The doctrina of Tolomato seems to have been the traditional headquarters of the Guale chiefdom. Fray Pedro de Corpa was assigned to this chiefdom and it was here that he ministered and died.
The mission of Tolomato has never been located. Speculation places it along the Sapelo River (Pine Harbor Archaeological Site); near Darien, Georgia; at the Harris Neck Archaeological Site; or near Sutherland's Bluff (Townsend, Georgia).
After the church, friar's residence, and remaining buildings were burned in 1597, the site was not permanently resettled and the town never regained its prominent political status within the Guale tribes.
The monument to the Five Friars of Georgia, created by internationally renowned artist Timothy Schmalz, is located at Nativity of Our Lady Church (1000 North Way) in Darien.
Friars Miguel de Añon and Antonio de Badajoz were stationed at the Guale mission shortly before the 1597 Uprising and were martyred there on September 16 or 17. The mission was rebuilt in the early 1600s, but English slave raids beginning in 1670 initiated its decline. Though defended against a final attack in 1680, the island was eventually abandoned by the Spanish and Christian Guale.
Friar Blas Rodríguez was assigned to the mission at Tupiqui after the 1595 agreement with the Guale chiefdom, having arrived in Spanish Florida five years earlier. Tupiqui was believed to be a twin administrative center with the town of Espogache, with jurisdiction that included Sapelo Island and the adjacent mainland. The entire village was discovered burned after the 1597 Uprising. The mission has not been located by archaeologists, but speculation places it on the mainland opposite the island town of Sapala and north of present-day Eulonia.

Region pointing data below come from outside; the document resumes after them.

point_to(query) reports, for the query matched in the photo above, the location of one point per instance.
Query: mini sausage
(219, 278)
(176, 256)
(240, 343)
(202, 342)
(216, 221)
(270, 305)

The mission was relocated to Sapelo Island around 1674 and renamed Santa Clara de Tupiqui. It was the last of the mainland Guale missions to relocate onto the barrier islands.
Sapelo is home to Hog Hammock, a community of ~70 full-time residents, many of whom are descended from the antebellum slaves of Sapelo's plantations. Part of the official Gullah Geechee Cultural Heritage Corridor, Hog Hammock was added to the National Register of Historic Places in 1996.
The doctrina at Asao was established in 1595, with Friar Francisco de Veráscola assigned as the mission's first friar. The entire village of Asao was found intact after the friar's murder; in retaliation, the Spanish burned it to the ground. After a short period of abandonment, the mission is thought to have been rebuilt close to its original location and dedicated as Santo Domingo de Asao in 1601. Like Tolomato and Tupiqui, the mission of Asao has not been found. Speculation places it at the mouth of the Altamaha River, at the southern tip of St. Simons Island, or at Fort King George in Darien.
The doctrina of Talapo was the mission station of Friar Francisco de Avila. We know that Friar Avila's first missionary post in 1595 was Tulufina and it is unclear when he came to Talapo. While it has not been found by archaeologists, it is thought to have been located at Harris Neck.
The village of Tulufina is thought to have been located at Seven-Mile Bend (Richmond Hill) or Redbird Creek.
The Martha-Mary Chapel (10550 Ford Avenue) in Richmond Hill was built by automobile magnate Henry Ford and his wife Clara in 1937 and named in honor of their mothers. (A wooden plaque with this name still proudly hangs to the right of the altar.) The chapel was used daily by students of the adjacent Ways Station school. On Sundays the chapel was used for community worship services, led by the people.
After Henry and Clara passed away, the Ford Foundation sold the majority of their land holdings to the International Paper Company and the chapel ceased to be used.
On September 16, 1951, Bishop Francis E. Hyland arranged for Mass to be offered each Sunday at the Courthouse in Ways Station; 20 people attended the first Mass. At the time, the community was known as the Mission of St. Joseph. A few years later, Bishop Hyland arranged for the Martha-Mary Chapel to become the property of the Diocese of Savannah. The newly renovated mission chapel of St. Anne, Mother of the Blessed Virgin Mary, was dedicated on June 13, 1955 with only five registered families and a few Catholic soldiers from Hinesville.
On November 1, 1987, Bishop Raymond W. Lessard raised the mission to the status of a parish.